There are several ways that might be possible. First is to see the body and blood of Christ in the bread and the wine – or the grape juice, in our case. Some people can imagine that so well they don’t like to think about it, and that was true even back in Paul’s time – some church visitors were going away and spreading the rumor that Christians were cannibals. But another way is to see Jesus in the worship leader who breaks the bread and holds the cup, since Jesus was the “host” at the Last Supper. That actually was Pope John Paul the Second’s argument for not allowing women to serve Communion, because he thought seeing a man at the table would help people see Jesus better. But since Jesus probably had long dark hair, and it’s highly unlikely Jesus was taller than Jen … I don’t know, maybe you’re better off looking at us.
Other ways to see Jesus in Communion, which I think may be more important, is in the act of sharing the bread and cup, and in faces of our neighbors. Remember what Jesus told us in his final words to the disciples in the Gospel of John? In chapter 15, he tells us to “love one another.” In Matthew’s Gospel, he says (in chapter 25, verse 40) “just as you did it to one of the least of these who are members of my family,* you did it to me.” Whether you come forward for communion at the early service, or pass the communion elements from one hand to another through the pews at the later service, remember we are family.
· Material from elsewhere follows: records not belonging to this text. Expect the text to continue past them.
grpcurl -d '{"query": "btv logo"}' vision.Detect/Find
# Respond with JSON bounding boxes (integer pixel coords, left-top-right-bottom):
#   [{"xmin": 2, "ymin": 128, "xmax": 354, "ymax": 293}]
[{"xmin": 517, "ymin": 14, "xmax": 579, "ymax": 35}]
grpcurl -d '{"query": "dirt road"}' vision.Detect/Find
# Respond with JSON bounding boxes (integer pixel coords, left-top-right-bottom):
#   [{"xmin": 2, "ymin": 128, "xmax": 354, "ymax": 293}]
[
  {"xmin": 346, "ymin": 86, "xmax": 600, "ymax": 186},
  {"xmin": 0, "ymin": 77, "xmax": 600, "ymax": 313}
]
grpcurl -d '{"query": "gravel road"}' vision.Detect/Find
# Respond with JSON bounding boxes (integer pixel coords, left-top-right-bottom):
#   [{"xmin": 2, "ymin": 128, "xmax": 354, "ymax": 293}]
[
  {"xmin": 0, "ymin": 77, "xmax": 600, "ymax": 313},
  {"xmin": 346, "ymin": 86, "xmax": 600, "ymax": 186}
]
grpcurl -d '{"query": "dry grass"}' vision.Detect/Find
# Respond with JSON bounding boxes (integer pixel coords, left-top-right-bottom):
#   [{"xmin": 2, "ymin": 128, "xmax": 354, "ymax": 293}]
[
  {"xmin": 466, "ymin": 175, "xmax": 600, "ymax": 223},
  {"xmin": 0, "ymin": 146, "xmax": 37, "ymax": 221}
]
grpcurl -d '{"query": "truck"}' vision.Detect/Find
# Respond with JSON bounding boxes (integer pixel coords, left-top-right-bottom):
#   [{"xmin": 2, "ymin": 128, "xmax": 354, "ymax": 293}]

Be conscious of our call to serve one another with love and grace – because that’s the theology we share. We are the body of Christ. We are his disciples, his holy priesthood of all believers. Let us see Jesus in the faces of one another.
No matter how you have seen Jesus at other times – as a Messiah, a healer, a teacher, a mystic, a living sacrifice, a bearer of love and truth, or Ruler of All the Universe – I pray that today you will be able to see Jesus through our communion. For the beauty of the sacrament is that it calls us into relationship with Jesus in a real and bodily way, using all our senses – sight, hearing, smell, touch, and taste. Once you’ve seen for yourself what the love of Jesus can do – you will start seeing Jesus alive in the world everywhere you turn. You won’t even have to wait until Easter.
Thanks be to God for this Good News. Amen.